Но я не обижаюсь. Наоборот! Олежа любуется рисунком, а я – Олежей. Его вдохновенным профилем, высунутым кончиком языка, пупастым голым животом.
Некрасивых детей не бывает. Бездарных – тоже. А вот страшноватых и бесталанных взрослых – пруд пруди. Почему? Не знаю. Еще одна загадка природы. Исчезновение промежуточного звена, этакого пилдаунского человека. А ведь именно это звено, судя по всему, самое важное. Ну, а наш ребенок – поздний, такие – талантливы вдвойне. На это я и рассчитываю. Чтобы яблоко от яблони укатилось поскорей и подальше. Чтоб не тратило подобно мне время на пенсионные и больничные очереди, на сражения с мертвым компьютером, на выгадывание дешевого среди второсортного…

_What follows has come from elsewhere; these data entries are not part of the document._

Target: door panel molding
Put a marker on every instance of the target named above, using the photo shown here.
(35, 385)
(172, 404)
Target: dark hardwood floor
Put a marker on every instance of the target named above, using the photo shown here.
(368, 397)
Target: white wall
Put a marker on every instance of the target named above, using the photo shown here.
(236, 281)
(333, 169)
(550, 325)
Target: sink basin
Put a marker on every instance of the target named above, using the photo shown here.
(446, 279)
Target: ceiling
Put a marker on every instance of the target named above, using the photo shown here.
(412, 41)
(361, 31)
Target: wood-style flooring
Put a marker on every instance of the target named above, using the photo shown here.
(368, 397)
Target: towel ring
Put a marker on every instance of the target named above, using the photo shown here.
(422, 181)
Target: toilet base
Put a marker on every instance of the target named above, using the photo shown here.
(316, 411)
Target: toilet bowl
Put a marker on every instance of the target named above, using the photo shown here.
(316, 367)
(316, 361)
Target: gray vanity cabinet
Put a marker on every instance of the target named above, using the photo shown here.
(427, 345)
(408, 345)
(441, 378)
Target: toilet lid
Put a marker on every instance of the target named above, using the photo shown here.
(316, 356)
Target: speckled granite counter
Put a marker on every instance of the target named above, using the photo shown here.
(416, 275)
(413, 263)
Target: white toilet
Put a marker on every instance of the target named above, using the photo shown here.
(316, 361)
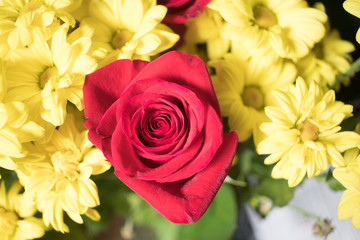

После рисунка мы идем гулять. То есть, так это почему-то именуется. На самом деле главная цель прогулки – нацеплять на одежду побольше репейника, собрать в спичечный коробок с дюжину гусениц и жуков, обжечься крапивой, шлепнуться с дерева и героически нарвать кленовых семян-вертолетиков. Олежкин километраж при этом чуть ли не втрое превышает мой собственный, я должен быть по всем меркам свежее, но это не так, и к родному подъезду сын поспевает раньше меня. Ворвавшись в кабину лифта, привстает на цыпочки и жмет кнопку первого этажа. Выше он не достает, и мне приходится приподымать Олега. Со второй попытки он угадывает в девятый, и не беда, что мы живем на шестом. Энергии у нас еще хватает, и где-то в районе седьмого этажа Олежа объявляет пленникам коробка амнистию. Как обычно, я запаздываю с запретом. Юркие насекомые радостно разбегаются по кафелю и штукатурке.